The VIX is a good contrary indicator, and it does help warn investors when the market is at extreme levels. Today the VIX is a historically low levels. Some of the best forward looking clues about future stock market performance come from VIX options.
VIX options are European-style contracts – meaning they can only be exercised on option-expiration day. This eliminates any possible “arbitrage” effect (the act of buying an option, exercising it immediately, then selling the underlying security for a profit). So VIX options will often trade at a discount to their intrinsic value.
For example, on July 11, the Volatility Index closed at 12.08. But the VIX July 14 puts – which are intrinsically worth $1.92 – were trading at only $1.60. That’s a $0.32 discount to intrinsic value…
If it were a regular American-style stock option, you could buy the put, exercise it, and liquidate the position, picking up $32 for every contract you traded. The European-style feature prevents that from happening – because you can only exercise this contract on July’s expiration day.

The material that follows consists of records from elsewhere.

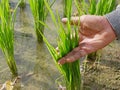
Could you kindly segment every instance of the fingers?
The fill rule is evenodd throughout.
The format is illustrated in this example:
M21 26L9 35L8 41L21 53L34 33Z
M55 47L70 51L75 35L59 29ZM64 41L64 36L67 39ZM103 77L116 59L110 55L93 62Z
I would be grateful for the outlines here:
M68 22L68 18L62 18L62 22L66 24ZM71 17L71 25L79 25L80 17Z
M58 64L65 64L65 63L71 63L74 62L75 60L79 60L80 57L85 56L87 53L84 50L80 50L80 47L77 47L73 49L72 52L67 54L65 57L61 58L58 61Z

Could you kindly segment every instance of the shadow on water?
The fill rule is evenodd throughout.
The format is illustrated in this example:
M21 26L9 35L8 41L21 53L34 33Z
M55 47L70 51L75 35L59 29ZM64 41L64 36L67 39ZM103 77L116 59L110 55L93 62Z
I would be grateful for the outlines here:
M10 1L14 7L18 0ZM61 0L57 0L56 4L54 4L53 10L55 9L62 12ZM44 34L51 44L56 47L57 31L51 22L50 16L47 17L46 23L49 24L52 29L48 30L46 28ZM116 47L119 47L119 45ZM104 66L105 68L101 69L100 67L99 72L88 73L84 77L86 78L84 81L84 90L119 90L120 79L115 81L117 84L111 84L109 82L112 81L112 76L116 77L115 75L119 75L119 72L114 73L114 69L111 68L120 71L120 55L118 54L120 50L116 51L117 54L115 54L113 50L118 50L118 48L107 48L106 54L103 55L101 67ZM6 80L11 79L11 74L1 51L0 60L0 84L3 84ZM45 44L37 44L33 16L28 2L25 9L18 8L17 10L15 22L15 60L18 73L21 76L22 88L20 90L57 90L55 80L60 74ZM108 81L106 78L108 78Z

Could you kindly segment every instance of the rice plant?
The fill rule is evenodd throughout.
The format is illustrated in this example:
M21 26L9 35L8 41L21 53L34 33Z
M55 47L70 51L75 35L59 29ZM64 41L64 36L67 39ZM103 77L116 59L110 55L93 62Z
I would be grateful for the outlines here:
M10 71L17 76L14 59L14 19L10 12L9 0L0 1L0 48L4 53Z
M59 14L57 13L57 17L54 15L51 10L49 4L46 0L44 0L45 6L50 12L51 18L58 30L58 38L57 45L58 50L53 47L48 40L43 36L43 40L46 43L46 46L54 59L54 62L59 69L60 73L63 76L63 81L66 87L66 90L81 90L81 74L80 74L80 62L76 60L73 63L66 63L64 65L59 65L58 60L64 57L67 53L69 53L73 48L78 46L79 43L79 35L78 30L75 26L71 27L70 20L66 24L66 28L62 24ZM70 19L70 16L67 15L67 18ZM42 22L41 22L42 23ZM45 25L45 24L44 24ZM47 26L47 25L45 25ZM64 86L64 85L62 85Z
M20 4L19 4L19 7L22 8L22 9L24 9L25 6L26 6L26 2L25 2L25 0L20 0L20 1L21 1L21 2L20 2Z
M77 2L77 0L75 1ZM81 0L80 5L82 7L78 8L78 10L79 12L84 12L83 14L105 15L115 8L116 0L89 0L88 2L86 2L86 0ZM86 7L86 9L83 9L84 7ZM89 54L87 56L87 60L90 59L93 61L99 61L100 57L101 50L100 51L98 50L94 53Z
M71 10L72 10L72 2L73 0L63 0L63 15L64 17L67 17L67 15L71 16Z
M50 3L50 0L46 0ZM55 0L54 0L55 1ZM45 22L46 17L48 15L48 11L45 8L44 0L29 0L30 8L34 17L34 25L35 32L37 36L37 41L42 42L43 38L40 34L44 32L44 25L42 25L39 21ZM52 2L51 6L54 2Z

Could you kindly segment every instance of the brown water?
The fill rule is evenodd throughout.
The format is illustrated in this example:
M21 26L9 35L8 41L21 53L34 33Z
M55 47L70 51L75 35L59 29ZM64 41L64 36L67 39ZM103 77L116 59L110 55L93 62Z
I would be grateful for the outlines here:
M11 0L13 7L18 0ZM62 0L56 0L53 10L62 12ZM61 13L62 15L62 13ZM44 34L56 47L56 29L50 16L47 24L52 30L45 29ZM83 90L120 90L120 48L119 42L103 50L102 61L98 67L83 75ZM9 68L0 51L0 84L11 79ZM15 60L21 76L22 88L18 90L57 90L55 80L60 76L53 59L44 43L37 44L34 33L34 21L27 2L24 10L18 8L15 22Z

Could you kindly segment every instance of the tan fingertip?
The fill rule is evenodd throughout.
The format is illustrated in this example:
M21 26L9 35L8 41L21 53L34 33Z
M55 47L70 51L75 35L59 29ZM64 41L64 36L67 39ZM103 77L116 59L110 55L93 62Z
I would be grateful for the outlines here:
M67 22L67 18L62 18L62 22L66 23Z

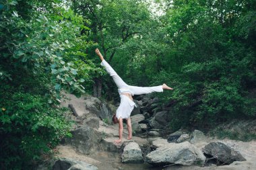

This makes VIX options difficult to trade. It is remarkably difficult to profit by trading options on the VIX.
But we can still benefit from VIX options… they provide clues about where traders expect the VIX to be on option-expiration day.
The current VIX option prices tell us that traders expect the VIX index to move higher in the months ahead. The VIX July 12 calls closed last week at $0.75, while the July 12 puts were only $0.19. In other words, option traders were willing to pay three times more to bet on the VIX moving higher than on it moving lower.
The difference is even more significant going out to October. The VIX October 12 calls are trading for $3, while the October 12 puts are just $0.40. So options traders are willing to pay seven times more to bet on the VIX moving higher than on it moving lower by the October expiration day.
VIX option traders clearly expect volatility to move higher over the next few months. And rising volatility usually translates into falling stock prices. With the market trading at all-time highs, it’s time to be cautious on stocks right now.